Compte tenu du nombre restreint de locuteurs stieng résidant à Bok Snual, ainsi que du faible degré de vitalité de la langue dans ce village, il a été décidé, à l’issue du second séjour, que les terrains anticipés pour la thèse, en vue de composer la grammaire, devraient être réalisés dans un autre village où la langue serait vivace77. Toujours dans la perspective des terrains de thèse, ce séjour a également souligné la nécessité de suivre des cours intensifs de khmer afin de pouvoir distinguer les deux langues (stieng et khmer) et d’assurer des conversations informelles avec les villageois, en attendant de maîtriser quelques rudiments de stieng. Le premier terrain réalisé en thèse (2009-2010) a donc été planifié en fonction de ces différents besoins, s’étalant ainsi sur une longue période de 6 mois (voir section 2.2.2.1).

2.2.2 Compte rendu des trois terrains de doctorat

Le premier terrain de doctorat a été réalisé en 2009-2010 (2.2.2.1), le second en 2010-2011 (2.2.2.2) et le troisième en 2012-2013 (2.2.2.3). Ces séjours ont été financés respectivement par le Centre d’Etudes Khmères, l’Ecole Française d’Extrême Orient et le Labex ASLAN dont fait partie le laboratoire DDL.

2.2.2.1 Terrain 1 : novembre 2009 – mai 2010 (6 mois)

Compte tenu de certaines difficultés rencontrées au cours du terrain précédent78, le premier terrain de doctorat a été anticipé volontairement comme un long séjour expérimental, s’étalant sur une durée de 6 mois (entre novembre 2009 et mai 2010) et dont les objectifs étaient multiples.

77 Cette décision a également été prise en raison de problèmes d’insécurité et d’alcoolisme dans ce village. Les séjours exploratoires visant à la recherche d’un autre site de terrain sont mentionnés en section (2.2.2.1b).
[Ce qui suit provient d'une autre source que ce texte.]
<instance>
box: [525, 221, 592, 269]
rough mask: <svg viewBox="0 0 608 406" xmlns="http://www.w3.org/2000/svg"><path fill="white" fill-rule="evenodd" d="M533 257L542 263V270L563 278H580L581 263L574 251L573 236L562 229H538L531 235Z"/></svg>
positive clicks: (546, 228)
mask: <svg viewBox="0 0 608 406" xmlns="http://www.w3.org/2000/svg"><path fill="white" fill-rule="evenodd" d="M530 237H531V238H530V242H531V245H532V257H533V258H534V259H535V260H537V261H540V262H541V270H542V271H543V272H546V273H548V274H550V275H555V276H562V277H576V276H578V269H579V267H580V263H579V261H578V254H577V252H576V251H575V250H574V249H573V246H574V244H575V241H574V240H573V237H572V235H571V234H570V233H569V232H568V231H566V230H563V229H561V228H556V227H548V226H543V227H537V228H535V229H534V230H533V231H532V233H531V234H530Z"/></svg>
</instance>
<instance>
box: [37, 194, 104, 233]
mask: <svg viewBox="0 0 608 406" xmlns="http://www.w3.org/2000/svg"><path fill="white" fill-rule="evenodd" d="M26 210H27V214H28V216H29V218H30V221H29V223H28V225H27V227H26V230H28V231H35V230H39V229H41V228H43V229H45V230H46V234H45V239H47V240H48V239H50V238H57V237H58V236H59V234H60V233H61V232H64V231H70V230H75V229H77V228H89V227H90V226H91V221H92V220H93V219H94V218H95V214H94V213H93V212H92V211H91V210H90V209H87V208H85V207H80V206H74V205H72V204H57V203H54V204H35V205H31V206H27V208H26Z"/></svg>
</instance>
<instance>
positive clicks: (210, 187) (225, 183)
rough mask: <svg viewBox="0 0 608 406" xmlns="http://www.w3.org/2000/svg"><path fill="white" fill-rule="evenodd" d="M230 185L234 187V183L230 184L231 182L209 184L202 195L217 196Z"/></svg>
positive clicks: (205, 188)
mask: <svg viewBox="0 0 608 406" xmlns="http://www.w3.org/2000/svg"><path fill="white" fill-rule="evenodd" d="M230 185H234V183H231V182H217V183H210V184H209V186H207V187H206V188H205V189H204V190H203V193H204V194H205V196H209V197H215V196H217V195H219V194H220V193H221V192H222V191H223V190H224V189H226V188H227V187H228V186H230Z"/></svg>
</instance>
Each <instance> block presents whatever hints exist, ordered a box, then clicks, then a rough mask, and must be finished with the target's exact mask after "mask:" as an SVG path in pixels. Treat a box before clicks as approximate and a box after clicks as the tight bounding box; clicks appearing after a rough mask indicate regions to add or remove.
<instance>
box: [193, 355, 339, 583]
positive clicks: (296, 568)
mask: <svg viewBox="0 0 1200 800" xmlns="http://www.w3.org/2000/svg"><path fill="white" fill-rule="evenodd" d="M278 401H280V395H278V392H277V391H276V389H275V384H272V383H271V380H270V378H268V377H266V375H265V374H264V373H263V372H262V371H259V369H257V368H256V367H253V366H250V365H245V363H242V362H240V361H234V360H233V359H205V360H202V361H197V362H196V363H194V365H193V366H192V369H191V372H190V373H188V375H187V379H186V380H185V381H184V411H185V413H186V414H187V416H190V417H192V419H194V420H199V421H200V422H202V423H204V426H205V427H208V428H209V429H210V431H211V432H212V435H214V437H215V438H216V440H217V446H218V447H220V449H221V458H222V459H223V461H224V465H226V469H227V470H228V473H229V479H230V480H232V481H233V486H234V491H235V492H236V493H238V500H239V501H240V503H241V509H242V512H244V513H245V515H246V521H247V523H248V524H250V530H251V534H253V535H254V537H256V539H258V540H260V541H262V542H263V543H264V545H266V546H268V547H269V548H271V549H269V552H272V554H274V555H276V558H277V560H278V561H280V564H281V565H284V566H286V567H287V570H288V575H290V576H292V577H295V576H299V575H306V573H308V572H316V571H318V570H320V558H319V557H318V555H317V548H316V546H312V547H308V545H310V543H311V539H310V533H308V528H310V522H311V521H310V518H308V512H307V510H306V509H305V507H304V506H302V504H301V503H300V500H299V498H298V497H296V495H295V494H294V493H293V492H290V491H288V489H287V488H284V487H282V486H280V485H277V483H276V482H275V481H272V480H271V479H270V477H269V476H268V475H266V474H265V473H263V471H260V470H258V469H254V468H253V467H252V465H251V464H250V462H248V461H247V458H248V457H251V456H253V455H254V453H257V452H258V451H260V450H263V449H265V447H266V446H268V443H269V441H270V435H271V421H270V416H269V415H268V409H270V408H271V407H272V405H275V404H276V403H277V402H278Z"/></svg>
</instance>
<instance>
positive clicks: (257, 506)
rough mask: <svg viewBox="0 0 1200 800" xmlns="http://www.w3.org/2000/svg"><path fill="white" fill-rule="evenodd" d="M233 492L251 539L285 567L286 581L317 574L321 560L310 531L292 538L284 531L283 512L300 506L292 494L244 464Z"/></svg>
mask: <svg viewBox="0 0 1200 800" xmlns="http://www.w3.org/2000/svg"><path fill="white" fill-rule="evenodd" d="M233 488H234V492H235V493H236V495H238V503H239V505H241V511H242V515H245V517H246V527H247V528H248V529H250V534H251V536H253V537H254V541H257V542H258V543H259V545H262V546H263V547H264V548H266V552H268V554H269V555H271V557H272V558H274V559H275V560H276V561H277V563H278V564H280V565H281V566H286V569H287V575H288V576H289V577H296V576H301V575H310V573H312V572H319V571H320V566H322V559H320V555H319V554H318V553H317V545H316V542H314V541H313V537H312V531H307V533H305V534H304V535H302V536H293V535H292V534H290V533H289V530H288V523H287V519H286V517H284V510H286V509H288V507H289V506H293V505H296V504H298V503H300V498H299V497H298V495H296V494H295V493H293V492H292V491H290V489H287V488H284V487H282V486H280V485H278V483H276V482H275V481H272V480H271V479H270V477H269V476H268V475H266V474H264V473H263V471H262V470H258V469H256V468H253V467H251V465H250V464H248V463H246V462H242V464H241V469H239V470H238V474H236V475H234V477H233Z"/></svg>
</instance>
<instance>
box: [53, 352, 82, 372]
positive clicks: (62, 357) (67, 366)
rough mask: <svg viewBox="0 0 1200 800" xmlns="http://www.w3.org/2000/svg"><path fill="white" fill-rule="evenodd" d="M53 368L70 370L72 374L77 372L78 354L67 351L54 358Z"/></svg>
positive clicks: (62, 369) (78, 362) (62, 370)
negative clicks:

78 Il s’agissait d’un séjour trop court ne laissant guère de place aux contretemps et à l’imprévisibilité omniprésents au Cambodge ; ne permettant guère de travailler au rythme des locuteurs et de l’interprète, et inadapté à leur manque de disponibilité. Comme précisé plus haut, les collectes de données avaient été effectuées dans un village mixte ne comprenant qu’une minorité de locuteurs, ces derniers ne parlant pas la langue quotidiennement, au profit du khmer. Il s’agissait par ailleurs d’un village fortement marqué par la pression khmère, caractérisé par une grande insécurité et un fort taux d’alcoolisme parmi ses habitants.